Подруги обнялись, и Яна заметила:
- Прекрасно выглядишь! Прямо светишься вся.
- Да ну, скажешь тоже, - смутилась Алина. – Ты вон какая красивая. И счастливая. А загорела, как настоящая шоколадка.
Янка рассмеялась, села на диван и закинула ногу на ногу.
- Так что ты там увлеченно читаешь? – снова спросила она, кивком головы показывая на экран ноутбука.
- Анималотерапия, кинология, фелинология, - принялась перечислять Алина, - а еще читаю про бездомных животных.
- Ого, - Яна удивленно подняла брови. – С чего бы это? Ты никогда не интересовалась этой темой.
Она пересела на кровать рядом с подругой и заглянула в ноутбук.
- Мы с Дамиром несколько раз ездили в приют, пока ты отдыхала. Посмотри, вот их сайт. Я еще не все успела изучить.
- Дамир – волонтер? – глаза Яны округлились и стали похожи на два огромных синих блюдца.
- Ты тоже не знала? – со смешком спросила Алина. – Он еще и кинолог. И ассистент ветеринара.
Янка присвистнула. Алина пересказала ей все события, произошедшие с того дня, когда подруги виделись в последний раз, стараясь не упустить ни одной мало-мальски важной детали. Яна внимательно слушала, иногда задавая уточняющие вопросы, а потом сказала:
- И ты молчала! Могла бы хоть что-нибудь рассказать.
- Ждала, когда ты вернешься, - улыбнулась Алина.
Девушки немного помолчали, думая каждая о своем, потом Алина в задумчивости произнесла:
- Интересно, что еще мы о нем не знаем. Я про Дамира.
- Ага, - протянула Яна. – Вот ведь скрытный какой. Мог бы и сказать. С пеленок же дружим.
Алина подумала немного, потом произнесла:
- Может он и прав, что молчал. Зачем кричать об этом на каждом углу. Делай доброе дело и помалкивай, так, кажется, говорят.
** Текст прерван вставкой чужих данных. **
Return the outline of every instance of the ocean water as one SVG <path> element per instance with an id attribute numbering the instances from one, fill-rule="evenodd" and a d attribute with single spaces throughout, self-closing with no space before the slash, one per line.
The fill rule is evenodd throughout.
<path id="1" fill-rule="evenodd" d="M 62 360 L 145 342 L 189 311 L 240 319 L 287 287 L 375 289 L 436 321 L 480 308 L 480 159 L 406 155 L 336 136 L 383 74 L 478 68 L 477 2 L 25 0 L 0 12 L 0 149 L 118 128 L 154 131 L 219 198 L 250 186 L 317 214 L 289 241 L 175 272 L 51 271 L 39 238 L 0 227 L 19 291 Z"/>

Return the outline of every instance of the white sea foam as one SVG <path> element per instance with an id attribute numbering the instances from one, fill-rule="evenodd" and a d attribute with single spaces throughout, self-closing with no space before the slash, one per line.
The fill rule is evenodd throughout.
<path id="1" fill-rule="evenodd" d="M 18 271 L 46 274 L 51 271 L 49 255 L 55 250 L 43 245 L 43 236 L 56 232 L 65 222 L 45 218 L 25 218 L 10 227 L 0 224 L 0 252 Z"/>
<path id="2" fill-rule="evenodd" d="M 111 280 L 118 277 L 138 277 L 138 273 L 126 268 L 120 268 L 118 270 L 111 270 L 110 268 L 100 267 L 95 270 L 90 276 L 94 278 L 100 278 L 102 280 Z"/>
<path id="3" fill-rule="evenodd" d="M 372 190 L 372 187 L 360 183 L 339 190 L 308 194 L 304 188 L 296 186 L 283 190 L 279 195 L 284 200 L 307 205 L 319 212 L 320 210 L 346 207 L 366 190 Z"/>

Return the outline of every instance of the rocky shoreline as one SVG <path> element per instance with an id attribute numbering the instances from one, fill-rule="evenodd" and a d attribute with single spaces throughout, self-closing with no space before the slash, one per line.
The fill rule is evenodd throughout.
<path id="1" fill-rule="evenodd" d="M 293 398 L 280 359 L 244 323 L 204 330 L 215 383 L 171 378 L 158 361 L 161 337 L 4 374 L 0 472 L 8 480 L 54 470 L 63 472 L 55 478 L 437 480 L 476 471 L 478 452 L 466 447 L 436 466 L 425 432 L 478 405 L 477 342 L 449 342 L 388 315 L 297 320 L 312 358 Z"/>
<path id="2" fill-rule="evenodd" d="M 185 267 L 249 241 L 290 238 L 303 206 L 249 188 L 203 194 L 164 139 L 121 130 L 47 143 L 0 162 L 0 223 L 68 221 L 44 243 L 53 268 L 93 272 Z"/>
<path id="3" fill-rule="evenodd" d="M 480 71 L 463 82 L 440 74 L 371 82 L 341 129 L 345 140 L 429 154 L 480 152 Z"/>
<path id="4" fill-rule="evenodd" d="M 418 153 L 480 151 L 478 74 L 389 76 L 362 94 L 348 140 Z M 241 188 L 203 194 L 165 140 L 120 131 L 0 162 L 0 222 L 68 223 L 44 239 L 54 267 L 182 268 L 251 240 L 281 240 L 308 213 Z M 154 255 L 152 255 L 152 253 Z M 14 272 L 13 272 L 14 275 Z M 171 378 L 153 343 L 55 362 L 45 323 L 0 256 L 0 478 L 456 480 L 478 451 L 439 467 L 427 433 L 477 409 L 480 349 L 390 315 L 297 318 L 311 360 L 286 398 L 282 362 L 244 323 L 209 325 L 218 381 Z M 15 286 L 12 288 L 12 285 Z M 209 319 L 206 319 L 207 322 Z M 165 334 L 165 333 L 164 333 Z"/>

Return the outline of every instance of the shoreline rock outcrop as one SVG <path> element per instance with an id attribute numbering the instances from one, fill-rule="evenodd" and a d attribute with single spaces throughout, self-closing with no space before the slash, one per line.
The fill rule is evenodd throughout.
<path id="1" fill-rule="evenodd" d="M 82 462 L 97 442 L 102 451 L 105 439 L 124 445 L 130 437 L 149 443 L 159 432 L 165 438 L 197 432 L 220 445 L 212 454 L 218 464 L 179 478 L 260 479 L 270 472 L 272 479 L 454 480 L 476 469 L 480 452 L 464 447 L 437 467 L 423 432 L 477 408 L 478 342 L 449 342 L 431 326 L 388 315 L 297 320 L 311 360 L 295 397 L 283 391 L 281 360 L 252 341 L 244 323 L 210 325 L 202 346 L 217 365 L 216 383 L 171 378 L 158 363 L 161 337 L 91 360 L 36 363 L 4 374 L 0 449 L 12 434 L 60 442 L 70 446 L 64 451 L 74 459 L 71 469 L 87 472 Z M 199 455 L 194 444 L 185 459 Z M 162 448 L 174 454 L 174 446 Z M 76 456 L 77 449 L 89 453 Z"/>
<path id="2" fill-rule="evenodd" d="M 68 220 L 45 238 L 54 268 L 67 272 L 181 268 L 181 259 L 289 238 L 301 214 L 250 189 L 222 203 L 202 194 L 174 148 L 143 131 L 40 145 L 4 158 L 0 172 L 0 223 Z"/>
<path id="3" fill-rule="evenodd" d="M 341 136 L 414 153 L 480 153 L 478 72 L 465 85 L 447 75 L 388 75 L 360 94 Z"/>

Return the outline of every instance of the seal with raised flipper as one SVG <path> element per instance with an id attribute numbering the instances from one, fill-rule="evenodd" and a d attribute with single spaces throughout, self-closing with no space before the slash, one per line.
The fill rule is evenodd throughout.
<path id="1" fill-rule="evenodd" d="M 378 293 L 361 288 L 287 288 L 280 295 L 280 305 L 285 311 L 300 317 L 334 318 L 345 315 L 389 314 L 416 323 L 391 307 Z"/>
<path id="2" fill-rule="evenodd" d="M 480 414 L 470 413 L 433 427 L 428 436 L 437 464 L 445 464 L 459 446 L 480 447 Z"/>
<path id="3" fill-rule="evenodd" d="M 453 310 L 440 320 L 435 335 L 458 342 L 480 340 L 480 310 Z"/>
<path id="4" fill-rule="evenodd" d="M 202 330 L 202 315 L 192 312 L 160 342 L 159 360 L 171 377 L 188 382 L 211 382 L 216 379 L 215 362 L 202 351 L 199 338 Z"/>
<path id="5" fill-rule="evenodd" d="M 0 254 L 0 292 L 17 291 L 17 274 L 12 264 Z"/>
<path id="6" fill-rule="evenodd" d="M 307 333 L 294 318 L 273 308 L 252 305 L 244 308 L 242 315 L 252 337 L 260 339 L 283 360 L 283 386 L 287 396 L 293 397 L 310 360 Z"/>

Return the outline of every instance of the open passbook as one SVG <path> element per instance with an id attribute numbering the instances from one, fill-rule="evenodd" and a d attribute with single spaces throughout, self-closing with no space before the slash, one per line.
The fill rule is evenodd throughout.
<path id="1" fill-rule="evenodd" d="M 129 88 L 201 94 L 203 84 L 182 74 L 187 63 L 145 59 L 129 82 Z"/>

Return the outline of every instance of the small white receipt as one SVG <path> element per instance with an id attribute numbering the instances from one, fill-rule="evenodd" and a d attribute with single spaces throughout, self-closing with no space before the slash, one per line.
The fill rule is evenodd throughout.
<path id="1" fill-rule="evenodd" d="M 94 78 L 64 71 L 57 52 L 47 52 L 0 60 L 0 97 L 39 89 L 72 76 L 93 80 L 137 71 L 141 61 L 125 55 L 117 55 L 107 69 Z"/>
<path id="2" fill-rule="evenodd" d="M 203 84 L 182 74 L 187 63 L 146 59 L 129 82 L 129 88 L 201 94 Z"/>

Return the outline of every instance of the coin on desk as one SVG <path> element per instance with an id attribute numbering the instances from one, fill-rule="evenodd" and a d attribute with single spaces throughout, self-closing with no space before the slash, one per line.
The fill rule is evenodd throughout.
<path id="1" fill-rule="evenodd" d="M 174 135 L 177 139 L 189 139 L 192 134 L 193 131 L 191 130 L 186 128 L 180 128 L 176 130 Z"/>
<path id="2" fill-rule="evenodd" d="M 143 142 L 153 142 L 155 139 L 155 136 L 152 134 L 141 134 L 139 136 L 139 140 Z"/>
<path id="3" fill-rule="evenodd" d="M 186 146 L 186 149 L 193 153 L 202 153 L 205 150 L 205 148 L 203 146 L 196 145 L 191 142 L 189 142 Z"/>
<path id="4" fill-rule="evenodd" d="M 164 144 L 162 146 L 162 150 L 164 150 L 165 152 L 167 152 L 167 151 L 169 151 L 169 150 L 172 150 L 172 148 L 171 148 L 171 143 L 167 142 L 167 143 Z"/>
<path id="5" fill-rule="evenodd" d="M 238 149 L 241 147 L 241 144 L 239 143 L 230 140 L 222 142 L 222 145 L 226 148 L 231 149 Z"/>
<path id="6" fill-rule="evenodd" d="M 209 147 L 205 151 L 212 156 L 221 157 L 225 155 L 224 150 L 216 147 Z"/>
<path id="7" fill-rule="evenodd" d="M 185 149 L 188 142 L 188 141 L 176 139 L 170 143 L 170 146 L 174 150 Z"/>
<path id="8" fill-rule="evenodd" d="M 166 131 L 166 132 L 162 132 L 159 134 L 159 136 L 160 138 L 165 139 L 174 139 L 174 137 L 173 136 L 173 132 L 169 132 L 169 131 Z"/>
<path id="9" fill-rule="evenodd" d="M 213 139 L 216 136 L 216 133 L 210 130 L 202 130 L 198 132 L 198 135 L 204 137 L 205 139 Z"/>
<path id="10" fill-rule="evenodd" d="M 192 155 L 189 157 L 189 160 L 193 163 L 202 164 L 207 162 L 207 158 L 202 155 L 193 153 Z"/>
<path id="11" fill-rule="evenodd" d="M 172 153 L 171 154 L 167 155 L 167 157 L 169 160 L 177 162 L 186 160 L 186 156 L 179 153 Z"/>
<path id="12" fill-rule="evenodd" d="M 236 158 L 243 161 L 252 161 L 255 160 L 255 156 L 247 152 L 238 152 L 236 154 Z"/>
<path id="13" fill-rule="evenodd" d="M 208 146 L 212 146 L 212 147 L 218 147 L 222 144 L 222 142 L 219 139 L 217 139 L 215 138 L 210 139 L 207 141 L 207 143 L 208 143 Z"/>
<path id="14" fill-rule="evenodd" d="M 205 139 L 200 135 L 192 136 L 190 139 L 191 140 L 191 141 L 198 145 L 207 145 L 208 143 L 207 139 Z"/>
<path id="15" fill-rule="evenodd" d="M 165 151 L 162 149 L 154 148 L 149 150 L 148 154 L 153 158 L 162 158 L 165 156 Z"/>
Яна пожала плечами, а потом, хитро прищурившись, спросила:
- И что ты о нем думаешь?
- О ком? – Алина сделала вид, что не поняла подругу.
- Не прикидывайся, - Янка слегка толкнула Алину в плечо.
- Ничего я не думаю, - ответила девушка и почувствовала, как краска начала заливать ее лицо.
- То-то я и смотрю, что не думаешь, - Яна улыбалась. – Признавайся.
Алина тяжело вздохнула, отвернулась и посмотрела в окно. Яблоневые деревья слегка покачивались на ветру, касаясь тонкими ветвями прозрачного стекла. Воробьи оглушительно щебетали, перепархивая с ветки на ветку. По небу плыли ослепительно белые облака, похожие на гигантские порции взбитых сливок. И над всем этим великолепием неистовым ярким пятном сияло солнце. Жизнь продолжалась во всем своем многообразии и беспрерывном движении. Девушка перевела взгляд на свои безжизненные ноги, а потом посмотрела на подругу. Яна заметила, как изменилось ее лицо, до этого излучавшее живой интерес и веселье. Сейчас в глазах читалась та вселенская тоска, которая так пугала ее, пока Алина была в больнице.
- Алин, ты чего? – спросила Яна, заглядывая ей в глаза.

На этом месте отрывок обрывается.